Steve Lantner Trio - "What you can throw"
HatOLOGY - dist. Harmonia Mundi - 2008

> HatOLOGY 641 - distribution Harmonia Mundi

Steve Lantner : piano / Joe Morris : contrebasse / Luther Gray : batterie

Le pianiste Steve Lantner (né à Cleveland en 1962) possède une solide culture pianistique bien perceptible dans ce disque qui défend sa spécificité dans la foule actuelle des trios "piano-contrebasse-batterie".

À la première écoute, on croirait avoir à faire à une réédition venue des années charnières 50-60, entre Thelonious Monk et les débuts de Cecil Taylor. C’est que Steve Lantner revendique un ancrage fort dans le (piano) jazz : Fats Waller, Willie "The Lion" Smith, Bud Powell, Paul Bley, Andrew Hill figurent parmi ses références. Du côté des saxophonistes compositeurs, il puise sa matière chez Anthony Braxton et Ornette Coleman en inscrivant au programme de ce disque la Composition 23 J du premier et en concluant avec Broken Shadows pour le second.
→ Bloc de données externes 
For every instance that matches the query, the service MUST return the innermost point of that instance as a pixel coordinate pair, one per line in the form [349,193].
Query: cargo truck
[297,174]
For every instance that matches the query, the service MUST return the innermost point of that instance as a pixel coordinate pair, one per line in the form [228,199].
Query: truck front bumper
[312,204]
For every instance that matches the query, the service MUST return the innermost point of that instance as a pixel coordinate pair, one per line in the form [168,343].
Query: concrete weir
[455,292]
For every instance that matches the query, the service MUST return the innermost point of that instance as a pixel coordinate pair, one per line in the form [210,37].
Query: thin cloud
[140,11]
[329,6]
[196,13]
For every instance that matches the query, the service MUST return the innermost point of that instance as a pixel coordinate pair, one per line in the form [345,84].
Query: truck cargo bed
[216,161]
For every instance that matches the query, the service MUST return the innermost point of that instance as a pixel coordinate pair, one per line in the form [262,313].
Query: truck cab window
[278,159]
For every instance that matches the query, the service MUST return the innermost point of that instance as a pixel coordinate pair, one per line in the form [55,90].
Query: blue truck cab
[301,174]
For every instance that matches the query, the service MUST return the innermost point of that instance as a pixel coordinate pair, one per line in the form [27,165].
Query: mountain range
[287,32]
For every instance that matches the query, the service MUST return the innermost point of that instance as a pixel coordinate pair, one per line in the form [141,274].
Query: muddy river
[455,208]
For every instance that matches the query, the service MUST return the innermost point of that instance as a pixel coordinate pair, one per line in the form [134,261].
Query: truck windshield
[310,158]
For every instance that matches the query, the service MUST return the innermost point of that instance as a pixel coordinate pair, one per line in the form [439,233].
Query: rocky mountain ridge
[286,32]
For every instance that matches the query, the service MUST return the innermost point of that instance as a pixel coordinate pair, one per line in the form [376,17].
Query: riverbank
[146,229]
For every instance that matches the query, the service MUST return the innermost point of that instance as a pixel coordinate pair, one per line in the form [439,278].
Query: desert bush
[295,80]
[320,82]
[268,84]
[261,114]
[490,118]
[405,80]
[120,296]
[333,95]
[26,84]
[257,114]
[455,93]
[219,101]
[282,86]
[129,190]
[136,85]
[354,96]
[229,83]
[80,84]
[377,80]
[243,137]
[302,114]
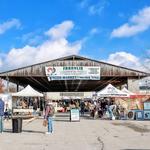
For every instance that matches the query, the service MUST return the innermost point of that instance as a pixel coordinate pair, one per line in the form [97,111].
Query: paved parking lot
[88,134]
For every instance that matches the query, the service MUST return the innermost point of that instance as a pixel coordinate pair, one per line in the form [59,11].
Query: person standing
[1,115]
[82,106]
[49,113]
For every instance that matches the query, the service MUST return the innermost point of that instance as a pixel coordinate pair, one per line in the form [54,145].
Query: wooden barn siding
[106,69]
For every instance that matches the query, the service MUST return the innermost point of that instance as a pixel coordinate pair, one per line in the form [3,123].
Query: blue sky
[116,31]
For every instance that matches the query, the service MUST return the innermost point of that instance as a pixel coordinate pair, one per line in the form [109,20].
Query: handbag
[45,122]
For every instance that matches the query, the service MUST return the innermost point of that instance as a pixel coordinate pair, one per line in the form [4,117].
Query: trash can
[16,125]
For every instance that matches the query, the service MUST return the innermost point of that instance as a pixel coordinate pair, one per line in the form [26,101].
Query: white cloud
[9,24]
[125,59]
[94,8]
[61,30]
[94,31]
[137,23]
[54,47]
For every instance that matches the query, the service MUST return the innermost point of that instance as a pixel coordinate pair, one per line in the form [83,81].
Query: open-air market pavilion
[74,74]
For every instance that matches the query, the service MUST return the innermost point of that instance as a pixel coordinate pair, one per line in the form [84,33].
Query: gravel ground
[88,134]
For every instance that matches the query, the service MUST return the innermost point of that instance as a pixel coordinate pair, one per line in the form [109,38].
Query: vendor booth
[111,91]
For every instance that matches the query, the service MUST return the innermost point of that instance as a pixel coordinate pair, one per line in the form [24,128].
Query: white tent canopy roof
[28,91]
[111,91]
[127,91]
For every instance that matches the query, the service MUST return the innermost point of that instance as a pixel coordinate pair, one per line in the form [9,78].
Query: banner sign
[73,73]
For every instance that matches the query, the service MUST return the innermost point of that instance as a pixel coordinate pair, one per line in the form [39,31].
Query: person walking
[1,115]
[49,113]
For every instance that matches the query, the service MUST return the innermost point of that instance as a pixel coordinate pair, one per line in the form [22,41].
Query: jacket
[1,108]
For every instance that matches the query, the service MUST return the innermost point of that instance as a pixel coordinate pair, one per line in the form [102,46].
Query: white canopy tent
[111,91]
[125,90]
[28,91]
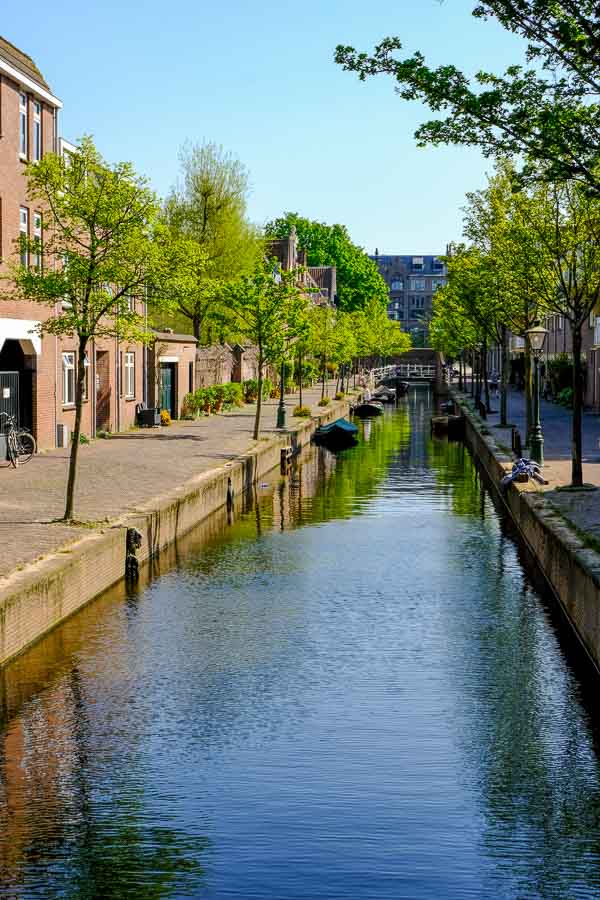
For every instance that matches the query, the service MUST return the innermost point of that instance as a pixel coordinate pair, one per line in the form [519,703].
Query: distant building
[412,281]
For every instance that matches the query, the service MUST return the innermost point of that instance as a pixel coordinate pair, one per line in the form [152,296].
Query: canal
[352,690]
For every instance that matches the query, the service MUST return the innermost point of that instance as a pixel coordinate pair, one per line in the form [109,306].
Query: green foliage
[358,279]
[548,114]
[99,254]
[205,218]
[565,397]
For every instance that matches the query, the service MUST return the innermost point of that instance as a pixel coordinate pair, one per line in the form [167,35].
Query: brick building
[412,281]
[37,372]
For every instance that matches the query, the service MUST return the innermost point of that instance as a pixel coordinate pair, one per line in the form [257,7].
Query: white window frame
[23,125]
[24,230]
[37,234]
[37,130]
[68,360]
[129,372]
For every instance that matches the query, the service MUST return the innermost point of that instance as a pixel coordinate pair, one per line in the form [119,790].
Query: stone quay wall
[571,569]
[36,599]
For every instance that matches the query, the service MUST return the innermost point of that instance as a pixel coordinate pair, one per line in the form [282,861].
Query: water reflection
[348,689]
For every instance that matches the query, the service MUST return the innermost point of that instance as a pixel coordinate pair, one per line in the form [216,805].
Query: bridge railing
[405,370]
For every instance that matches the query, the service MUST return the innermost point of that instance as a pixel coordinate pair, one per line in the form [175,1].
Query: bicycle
[20,443]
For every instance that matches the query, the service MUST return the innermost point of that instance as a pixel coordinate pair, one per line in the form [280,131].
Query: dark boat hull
[367,410]
[337,435]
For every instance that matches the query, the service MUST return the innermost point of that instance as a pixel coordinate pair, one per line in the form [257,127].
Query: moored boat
[337,435]
[368,409]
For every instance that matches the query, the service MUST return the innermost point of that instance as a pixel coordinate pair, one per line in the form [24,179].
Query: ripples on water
[351,692]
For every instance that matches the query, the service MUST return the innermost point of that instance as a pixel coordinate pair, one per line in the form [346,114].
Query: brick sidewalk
[581,508]
[117,475]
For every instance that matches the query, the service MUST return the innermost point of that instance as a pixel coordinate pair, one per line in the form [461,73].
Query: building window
[86,363]
[37,130]
[130,375]
[24,234]
[37,236]
[23,125]
[68,379]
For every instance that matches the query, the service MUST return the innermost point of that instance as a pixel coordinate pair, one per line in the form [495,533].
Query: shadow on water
[353,684]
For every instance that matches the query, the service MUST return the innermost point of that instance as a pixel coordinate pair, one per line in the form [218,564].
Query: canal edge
[571,569]
[37,598]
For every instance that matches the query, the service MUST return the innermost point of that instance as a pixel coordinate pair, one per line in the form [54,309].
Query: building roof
[22,62]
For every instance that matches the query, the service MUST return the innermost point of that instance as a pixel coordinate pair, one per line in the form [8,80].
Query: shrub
[565,397]
[233,395]
[301,411]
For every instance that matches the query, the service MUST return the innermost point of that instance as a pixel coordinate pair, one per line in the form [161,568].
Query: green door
[167,388]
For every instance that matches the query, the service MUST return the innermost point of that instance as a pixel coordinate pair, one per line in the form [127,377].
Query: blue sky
[144,76]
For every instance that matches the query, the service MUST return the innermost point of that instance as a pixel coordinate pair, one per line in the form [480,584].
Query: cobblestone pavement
[581,508]
[117,475]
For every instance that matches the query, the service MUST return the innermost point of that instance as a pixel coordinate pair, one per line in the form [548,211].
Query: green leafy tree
[547,113]
[97,255]
[268,308]
[566,220]
[208,208]
[358,279]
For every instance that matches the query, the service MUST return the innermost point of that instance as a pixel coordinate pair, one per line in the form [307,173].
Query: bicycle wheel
[25,446]
[13,455]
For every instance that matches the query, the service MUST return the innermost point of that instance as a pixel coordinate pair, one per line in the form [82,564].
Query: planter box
[148,418]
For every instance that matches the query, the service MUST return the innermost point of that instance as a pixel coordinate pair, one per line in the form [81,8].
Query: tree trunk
[259,397]
[196,325]
[576,461]
[486,383]
[504,378]
[72,477]
[472,355]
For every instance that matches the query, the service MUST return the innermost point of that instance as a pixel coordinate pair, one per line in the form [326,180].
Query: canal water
[353,690]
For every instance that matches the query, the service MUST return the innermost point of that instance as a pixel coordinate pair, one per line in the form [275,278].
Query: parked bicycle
[20,443]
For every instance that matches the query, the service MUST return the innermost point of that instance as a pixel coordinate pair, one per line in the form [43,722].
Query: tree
[548,114]
[181,280]
[358,279]
[267,307]
[97,255]
[566,220]
[497,222]
[208,208]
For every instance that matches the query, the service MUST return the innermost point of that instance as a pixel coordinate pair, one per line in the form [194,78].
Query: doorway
[102,391]
[167,388]
[16,383]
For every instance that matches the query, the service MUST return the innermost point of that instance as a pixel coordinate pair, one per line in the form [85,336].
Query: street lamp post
[281,411]
[537,339]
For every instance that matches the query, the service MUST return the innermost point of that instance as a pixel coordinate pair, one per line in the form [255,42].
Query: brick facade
[115,382]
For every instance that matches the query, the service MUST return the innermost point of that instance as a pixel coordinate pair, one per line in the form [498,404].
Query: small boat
[337,435]
[385,395]
[368,409]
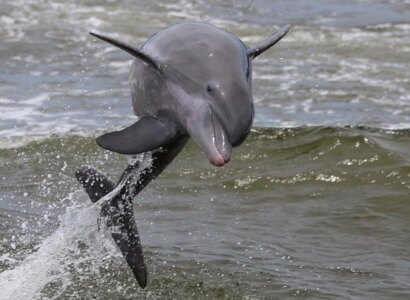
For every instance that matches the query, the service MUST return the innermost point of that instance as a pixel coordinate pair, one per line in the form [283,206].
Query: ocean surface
[314,205]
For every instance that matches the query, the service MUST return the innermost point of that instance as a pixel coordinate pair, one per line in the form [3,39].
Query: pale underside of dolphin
[188,80]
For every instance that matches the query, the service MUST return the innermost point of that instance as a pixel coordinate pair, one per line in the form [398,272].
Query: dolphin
[189,80]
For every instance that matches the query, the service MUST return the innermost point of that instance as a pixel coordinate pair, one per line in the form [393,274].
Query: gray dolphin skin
[189,80]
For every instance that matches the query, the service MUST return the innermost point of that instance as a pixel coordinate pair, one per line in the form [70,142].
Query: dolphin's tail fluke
[119,214]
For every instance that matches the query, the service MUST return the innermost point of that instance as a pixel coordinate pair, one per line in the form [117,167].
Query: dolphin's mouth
[206,129]
[218,159]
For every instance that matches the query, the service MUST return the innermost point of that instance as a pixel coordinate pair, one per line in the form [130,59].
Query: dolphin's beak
[205,128]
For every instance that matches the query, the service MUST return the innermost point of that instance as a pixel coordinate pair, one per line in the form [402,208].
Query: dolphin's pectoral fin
[268,42]
[146,134]
[131,50]
[96,184]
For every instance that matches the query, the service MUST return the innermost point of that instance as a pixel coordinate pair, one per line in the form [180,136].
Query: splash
[76,242]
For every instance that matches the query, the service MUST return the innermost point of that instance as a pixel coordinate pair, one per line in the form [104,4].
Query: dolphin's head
[207,77]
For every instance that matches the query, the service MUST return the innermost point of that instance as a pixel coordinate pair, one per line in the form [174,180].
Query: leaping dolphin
[188,80]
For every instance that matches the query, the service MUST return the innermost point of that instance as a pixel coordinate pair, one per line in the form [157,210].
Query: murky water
[314,206]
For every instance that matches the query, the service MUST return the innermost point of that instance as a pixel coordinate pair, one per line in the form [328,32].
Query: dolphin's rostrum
[188,80]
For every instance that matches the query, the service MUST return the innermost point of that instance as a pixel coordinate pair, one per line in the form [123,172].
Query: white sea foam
[54,255]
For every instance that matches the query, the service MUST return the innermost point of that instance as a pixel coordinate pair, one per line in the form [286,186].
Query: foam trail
[55,254]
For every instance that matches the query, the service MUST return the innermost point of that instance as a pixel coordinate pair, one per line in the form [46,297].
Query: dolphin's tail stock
[119,214]
[118,210]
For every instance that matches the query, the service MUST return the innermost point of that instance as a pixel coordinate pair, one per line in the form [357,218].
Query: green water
[316,212]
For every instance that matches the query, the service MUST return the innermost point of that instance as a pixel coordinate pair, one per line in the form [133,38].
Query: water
[314,205]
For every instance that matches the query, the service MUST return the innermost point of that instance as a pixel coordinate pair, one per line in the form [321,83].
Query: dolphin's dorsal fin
[146,134]
[127,48]
[269,42]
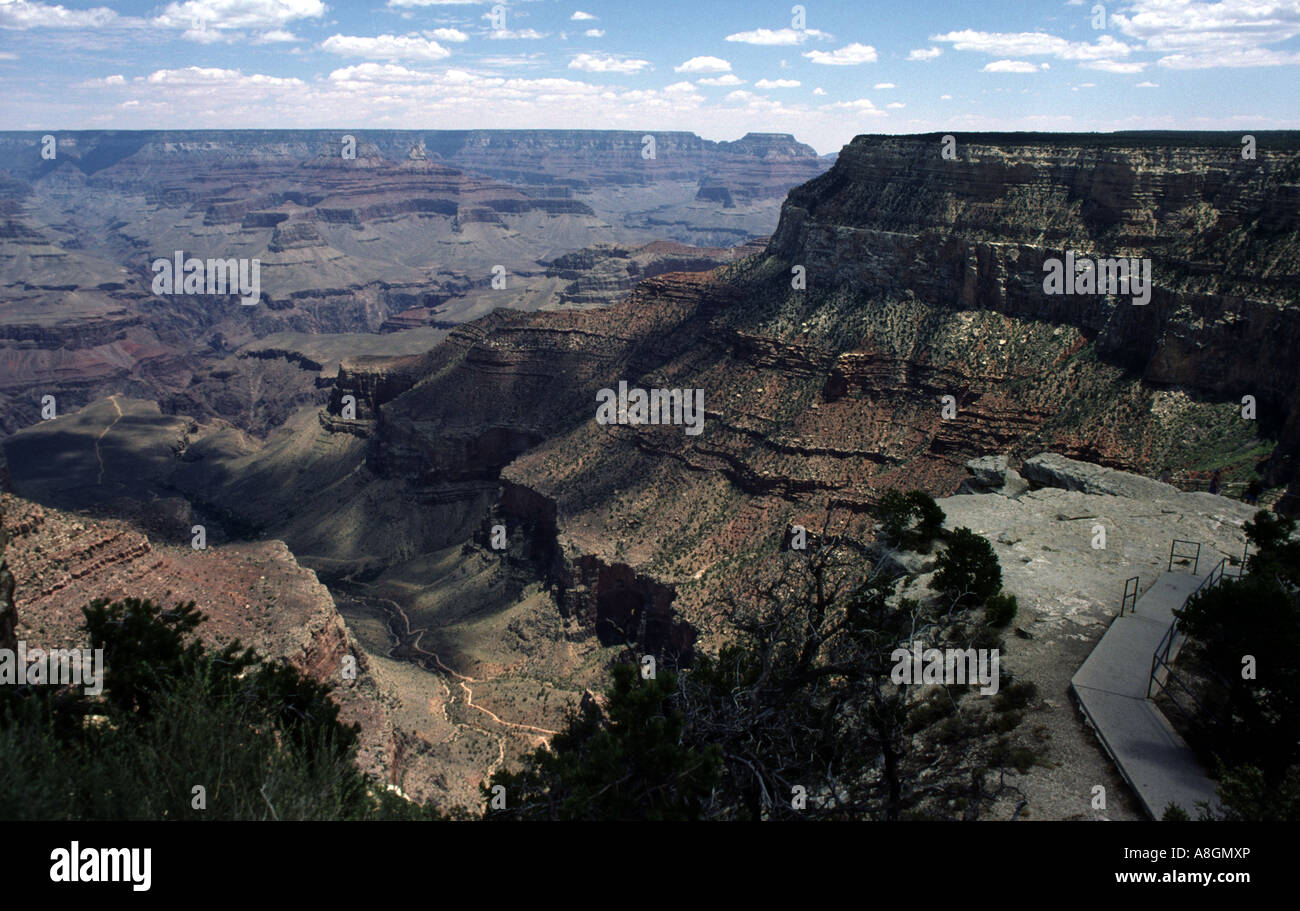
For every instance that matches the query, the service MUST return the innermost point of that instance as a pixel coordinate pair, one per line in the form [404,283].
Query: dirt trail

Au fil de ces cinq titres développés pendant plus de 10 minutes pour quatre d’entre eux, on perçoit le goût du jeu collectif, chacun s’exprimant dans des cadres rythmiques solides et ce, dès l’introduction de New Routine où la pulsation s’installe avec la contrebasse de Joe Morris (point commun avec le quartet de D. Levin), suivi par le "chabada" fluctuant de la batterie de Luther Gray. L’entrée du piano en courtes phrases hachées laissant s’exprimer une main droite volubile rappelle les préoccupations ornithologiques d’Olivier Messiaen.

On comprend vite que le swing même traité de manière très élastique est toujours au cœur des préoccupations de Steve Lantner. Il aime à laisser chanter le piano sur le drive de la batterie et de la contrebasse. Étonnamment peut-être, c’est sur la composition d’Anthony Braxton que la force de ce swing moderniste est la plus perceptible.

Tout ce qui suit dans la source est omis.